Oil prices appear to have established a base at well over $100 a barrel and Goldman Sachs and Cameron Hanover have recently claimed that $200/b is a realistic prospect in the near future. North American gas prices, meanwhile, have recovered since the dip of 2006, trading above $11/'000 cubic feet (cf), with two-year contracts being agreed at a minimum of $9/'000 cf.
Canadian oil and gas assets are already the most actively traded in the world – 8% of properties turn over every year, compared with 5% in the US, 2-3% in the North Sea and 1% in the rest of the world.

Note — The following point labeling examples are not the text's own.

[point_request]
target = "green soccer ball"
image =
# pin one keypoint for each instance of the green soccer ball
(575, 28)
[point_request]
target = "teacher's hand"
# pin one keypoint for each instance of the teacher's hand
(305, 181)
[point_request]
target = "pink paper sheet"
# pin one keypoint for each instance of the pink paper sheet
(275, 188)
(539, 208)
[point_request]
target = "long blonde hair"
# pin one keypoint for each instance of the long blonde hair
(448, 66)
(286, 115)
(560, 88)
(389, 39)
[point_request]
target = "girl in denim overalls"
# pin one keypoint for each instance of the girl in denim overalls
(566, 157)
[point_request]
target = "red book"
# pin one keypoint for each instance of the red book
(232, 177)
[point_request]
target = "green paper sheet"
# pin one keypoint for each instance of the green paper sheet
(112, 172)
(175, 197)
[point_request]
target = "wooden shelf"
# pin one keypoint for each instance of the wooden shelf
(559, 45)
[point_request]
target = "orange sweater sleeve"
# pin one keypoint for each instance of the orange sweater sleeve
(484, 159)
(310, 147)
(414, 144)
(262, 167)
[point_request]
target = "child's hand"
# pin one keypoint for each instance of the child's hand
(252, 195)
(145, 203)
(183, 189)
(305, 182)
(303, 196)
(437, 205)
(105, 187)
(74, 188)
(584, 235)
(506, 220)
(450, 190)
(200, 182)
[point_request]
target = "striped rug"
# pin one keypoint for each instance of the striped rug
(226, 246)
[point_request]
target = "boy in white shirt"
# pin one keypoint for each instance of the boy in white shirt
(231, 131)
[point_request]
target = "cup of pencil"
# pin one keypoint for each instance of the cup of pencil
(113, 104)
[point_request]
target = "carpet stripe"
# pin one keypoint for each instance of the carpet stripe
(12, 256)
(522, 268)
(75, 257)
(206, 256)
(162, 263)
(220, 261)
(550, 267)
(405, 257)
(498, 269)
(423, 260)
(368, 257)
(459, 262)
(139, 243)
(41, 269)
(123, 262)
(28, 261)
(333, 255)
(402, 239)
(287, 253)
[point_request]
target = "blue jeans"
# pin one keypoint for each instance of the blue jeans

Even through an 18-month drilling downturn, induced by uncertainty over the future of Alberta government royalties, now due to increase by an average 20% in 2009, and the prospect of tougher climate-change regulations, Canada posted a record year for M&A in 2007. Deal values amounted to C$49.8bn ($48.8bn), beating the previous high of C$46.4bn in 2001 and easily surpassing the C$29.8bn of 2006, with four transactions exceeding C$5bn, according to Sayer Energy Advisors (see Table 1).
The total was achieved despite a slide in the median price paid per flowing barrel of assets to C$48,167 per barrel of oil equivalent a day (boe/d) from C$60,418/boe/d in 2006, because of limits imposed by the government on the growth of income trusts until new tax rules take effect in 2011. In addition, overall valuations of exploration and production (E&P) companies were down from 2005 and 2006, with many trading below their net asset values, Sayer said.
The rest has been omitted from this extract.